I’ve rewritten the scan example programs as shown below so as to estimate
the speed of CUDA on 8800GT.
The size of block and grid is 256 and 256256. Each thread has a loop
repeating num = (num+2.0)/(num+1.8). To eliminate the effect of memory accessing,
bank collision and thread-creating overhead etc., I took the difference between
10 loops and 20 loops.
The time is 123 ms for imax=10 and 155ms for imax=20, i.e. 32ms for 10 loops.
This means that the speed is 256
25625610*(1000/32)*3 = 16G flops. (3 is the
three floating point calculation in (num+2.0)/(num+1.8) )
This is much smaller than the officially announced 350G flops of 8800GT.

Culnd anyone tell me what is wrong?

work_efficient.cu:

global void scan_workefficient(float *g_odata, float *g_idata, int n)
{
int thid = threadIdx.x;

float num = 2.3;

int counter = 0;
// To eliminate the effect accessinf memory etc.,
//I take the diffence between the two cases below
int imax = 10; 
//int imax = 20; 
for (counter = 0; counter < imax; counter++) {
	num = (num+2.0)/(num+1.8);		
}
__syncthreads();

g_odata[2*thid] = num;

}

scan.cu (abbreviated):
dim3 grid(512, 512, 1);
dim3 threads(512, 1, 1);

cutStartTimer(timer);
scan_workefficient<<< grid, threads, shared_mem_size >>>
    (d_odata[1], d_idata, num_elements);
cudaThreadSynchronize();
cutStopTimer(timer);
printf("Average time: %f ms\n\n", cutGetTimerValue(timer));

thank you.

According to the manual (chapter 5 "Performances Guidelines - 5.1.1.1 Arithmetic instructinos),

there’s no floating point division, only 1/n and that is a very slow instruction (16clocks compared to 4 clocks for the others). So the division is actually done by 2 steps : first 1/n (which cost the same time as 4 operation) and then multiplication (1 more operation). Correct formula should then use a factor 7.

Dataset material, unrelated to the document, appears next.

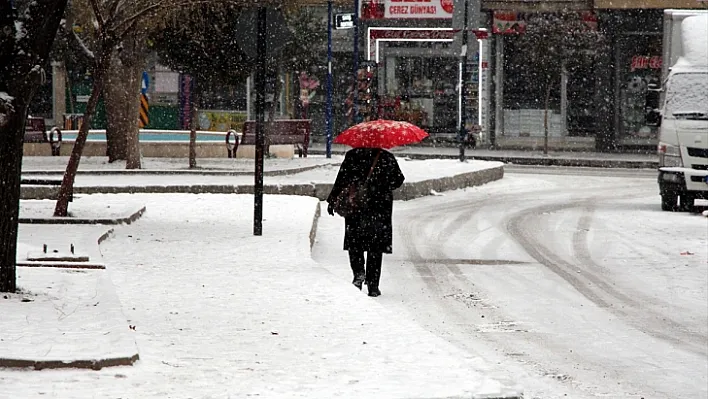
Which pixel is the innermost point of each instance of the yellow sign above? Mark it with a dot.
(144, 117)
(220, 120)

Also there’s the loop, which also takes up cycles. You should have a look at the output PTX to see how much unrolling is performed by compiler optimisation. Although the scheduler is supposed to hide those cycle-costs by multithreading.

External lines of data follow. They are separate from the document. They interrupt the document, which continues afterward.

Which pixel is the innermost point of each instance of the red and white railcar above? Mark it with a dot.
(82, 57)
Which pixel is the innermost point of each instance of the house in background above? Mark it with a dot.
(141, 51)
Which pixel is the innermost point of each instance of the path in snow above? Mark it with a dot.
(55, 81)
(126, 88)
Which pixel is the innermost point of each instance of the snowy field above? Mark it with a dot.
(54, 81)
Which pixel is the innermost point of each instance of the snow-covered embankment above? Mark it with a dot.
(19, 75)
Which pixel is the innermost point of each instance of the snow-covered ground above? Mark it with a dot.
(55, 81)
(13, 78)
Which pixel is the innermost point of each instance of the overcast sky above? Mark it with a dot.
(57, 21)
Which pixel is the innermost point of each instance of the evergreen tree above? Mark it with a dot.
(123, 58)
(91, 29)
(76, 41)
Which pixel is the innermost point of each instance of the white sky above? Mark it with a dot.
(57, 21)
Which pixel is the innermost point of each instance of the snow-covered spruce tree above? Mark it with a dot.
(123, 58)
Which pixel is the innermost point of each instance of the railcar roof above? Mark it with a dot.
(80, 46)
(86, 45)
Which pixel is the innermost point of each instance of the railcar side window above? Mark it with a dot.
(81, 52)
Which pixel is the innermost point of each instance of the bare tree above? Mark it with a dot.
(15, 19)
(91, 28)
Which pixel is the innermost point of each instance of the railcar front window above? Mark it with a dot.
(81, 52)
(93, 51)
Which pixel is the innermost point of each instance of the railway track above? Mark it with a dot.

Also maybe using a bigger grid to minimise other influences on time ? (256x266 of 256x256 blocks ?)

Finally there’s some startup time the first time the kernel is started. You should make a loop in the main file and take the median of run times.

__syncthreads();

I don’t see the point in synchronizing threads in a warp as none of the does actually depend on the output of others. Maybe you should try without (to avoid some overhead induced by thread swapping maybe ?)

The scan in the SDK is not the most optimized version. Refer to the slides from Supercomputing 2007 for a discussion of all optimizations for scan.

Also, keep in mind that scan is very memory intensive, and efficiency of most parallel (not just parallel for GPU) algorithms is 50%. So, it’s not a good candidate to evaluate a device’s GLFOPS capabilities (unless scan is precisely what you’re interested in).

Paulius

P.S. 50% efficiency meaning that a parallel algorithm does twice the work of a sequential algorithm.